Idea stolen: Ansel Adams in one click

A year ago, I pined for more powerful control over my camera:

With a high contrast scene like a face against a bright daytime sky, you have to choose between detail in the shadows — your friend’s face — and highlights in the bright areas — like the cool billowy clouds.  [..] Is there anything to stop the camera from capturing multiple exposures and doing this stitching for you within the camera?  Then you could have Ansel Adams shots at the touch of a button

A team at Stanford has demonstrated this feature (see the video halfway down the page).

Plus those idea robbers also stole another idea straight from my head: the ability to program the camera for all kinds of tricks.

However, their model is open-source software, and so it will be limited in use to real programmers.  This is nice, but I want Nikon and Canon to let any computer-literate person write – or visually snap together – scripts to be executed by the camera. (That’s the new idea to steal.)

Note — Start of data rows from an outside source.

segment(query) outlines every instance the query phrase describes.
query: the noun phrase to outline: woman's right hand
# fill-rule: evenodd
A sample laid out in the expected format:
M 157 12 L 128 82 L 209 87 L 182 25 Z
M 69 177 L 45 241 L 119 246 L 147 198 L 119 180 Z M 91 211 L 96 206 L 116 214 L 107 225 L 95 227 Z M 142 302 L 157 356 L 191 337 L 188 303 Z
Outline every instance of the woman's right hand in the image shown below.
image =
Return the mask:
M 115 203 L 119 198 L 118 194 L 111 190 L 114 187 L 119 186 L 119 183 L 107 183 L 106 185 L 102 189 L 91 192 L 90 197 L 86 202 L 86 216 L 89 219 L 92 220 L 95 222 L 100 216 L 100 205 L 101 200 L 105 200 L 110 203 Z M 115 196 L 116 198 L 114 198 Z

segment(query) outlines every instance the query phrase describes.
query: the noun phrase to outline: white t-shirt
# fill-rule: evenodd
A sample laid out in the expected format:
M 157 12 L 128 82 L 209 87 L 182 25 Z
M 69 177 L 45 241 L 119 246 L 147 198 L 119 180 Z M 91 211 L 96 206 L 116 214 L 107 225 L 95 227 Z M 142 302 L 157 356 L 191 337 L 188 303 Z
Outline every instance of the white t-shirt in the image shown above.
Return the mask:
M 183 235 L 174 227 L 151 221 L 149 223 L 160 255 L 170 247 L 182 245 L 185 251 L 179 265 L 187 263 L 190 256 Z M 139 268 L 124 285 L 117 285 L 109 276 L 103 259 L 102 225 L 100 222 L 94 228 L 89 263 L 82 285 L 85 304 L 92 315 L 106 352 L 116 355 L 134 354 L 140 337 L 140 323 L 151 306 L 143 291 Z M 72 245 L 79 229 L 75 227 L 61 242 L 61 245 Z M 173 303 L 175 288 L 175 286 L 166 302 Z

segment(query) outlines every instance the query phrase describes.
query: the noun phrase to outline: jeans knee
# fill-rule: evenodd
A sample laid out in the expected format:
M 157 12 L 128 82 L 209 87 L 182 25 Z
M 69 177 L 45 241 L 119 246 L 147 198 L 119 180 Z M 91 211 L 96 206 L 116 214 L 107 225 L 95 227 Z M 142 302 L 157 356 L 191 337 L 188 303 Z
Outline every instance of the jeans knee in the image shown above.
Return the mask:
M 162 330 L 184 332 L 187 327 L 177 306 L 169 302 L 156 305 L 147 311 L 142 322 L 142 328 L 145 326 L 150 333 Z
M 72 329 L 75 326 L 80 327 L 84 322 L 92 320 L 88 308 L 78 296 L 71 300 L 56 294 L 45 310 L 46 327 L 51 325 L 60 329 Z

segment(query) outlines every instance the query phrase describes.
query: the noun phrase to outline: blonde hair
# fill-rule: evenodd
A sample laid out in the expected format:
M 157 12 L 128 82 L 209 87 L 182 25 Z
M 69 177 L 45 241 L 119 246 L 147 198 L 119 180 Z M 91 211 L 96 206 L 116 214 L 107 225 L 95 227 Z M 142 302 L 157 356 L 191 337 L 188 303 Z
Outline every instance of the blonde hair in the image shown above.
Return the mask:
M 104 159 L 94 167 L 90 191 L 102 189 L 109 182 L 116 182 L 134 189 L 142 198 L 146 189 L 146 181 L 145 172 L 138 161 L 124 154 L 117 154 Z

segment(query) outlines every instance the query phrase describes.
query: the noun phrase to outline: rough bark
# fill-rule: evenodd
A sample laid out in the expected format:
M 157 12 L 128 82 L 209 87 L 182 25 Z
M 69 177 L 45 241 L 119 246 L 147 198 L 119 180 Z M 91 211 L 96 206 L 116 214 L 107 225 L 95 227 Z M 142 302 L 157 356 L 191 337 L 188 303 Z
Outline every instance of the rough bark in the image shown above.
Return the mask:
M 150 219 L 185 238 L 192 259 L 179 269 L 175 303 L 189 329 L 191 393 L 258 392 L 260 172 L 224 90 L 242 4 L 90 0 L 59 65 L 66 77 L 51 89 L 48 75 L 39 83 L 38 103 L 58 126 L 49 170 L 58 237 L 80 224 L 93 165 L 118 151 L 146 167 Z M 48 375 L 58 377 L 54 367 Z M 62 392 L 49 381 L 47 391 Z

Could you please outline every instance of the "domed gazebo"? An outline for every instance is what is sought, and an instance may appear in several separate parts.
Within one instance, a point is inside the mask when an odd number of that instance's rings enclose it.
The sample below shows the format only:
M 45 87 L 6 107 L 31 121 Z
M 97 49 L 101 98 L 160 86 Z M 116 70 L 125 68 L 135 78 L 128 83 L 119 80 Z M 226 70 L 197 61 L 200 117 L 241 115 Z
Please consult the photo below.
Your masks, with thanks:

This is an enabling technology that would let the end-user do all kinds of tricks:

  • Adjust settings & preferences according to your rules (If it’s in Manual mode, fix the ISO.  If it’s in Aperture priority mode, use Auto-ISO.  If the flash is on, drop ISO to 100.)
  • Set up a lightpainting program: blink the light for 3 seconds to indicate the start of the program, then open the shutter for 60 seconds while you paint, then beep for 5 seconds so you can pose, then take a flash image to capture you.
  • Baby or lightning capture: With the camera on a tripod pre-bufferring video, and when a spike in lighting happens or the baby finally laughs, let the user press the remote to begin capture a few seconds earlier
  • Wildlife capture: Pre-buffer video, and when motion is detected, start recording it from a second earlier.  Then capture stills every 10 seconds for the next minute, then wait for motion
  • so much more

The scripts would be sharable and rated online among the community.  Serious photographers are a techie, enthusiastic bunch and this creative capability would go over nicely.

Photographers, what tricks would you teach your gear if it were easy and fun?

Posted by Philip Haine on Monday, September 21st, 2009 at 11:30 am.
See similar articles in: Commentary, Product Vision & Strategy, Stolen Ideas, Visions to Steal.

One Response to “Idea stolen: Ansel Adams in one click”

  1. Dave Cortright wrote on September 21st, 2009 at 12:54 pm :

    Apparently there is a Canon Hackers Development Kit, which some MIT students used to create a rig that would take pictures every 5 minutes until the card was full. They attached it to a weather balloon, and got some nice edge-of-space picts.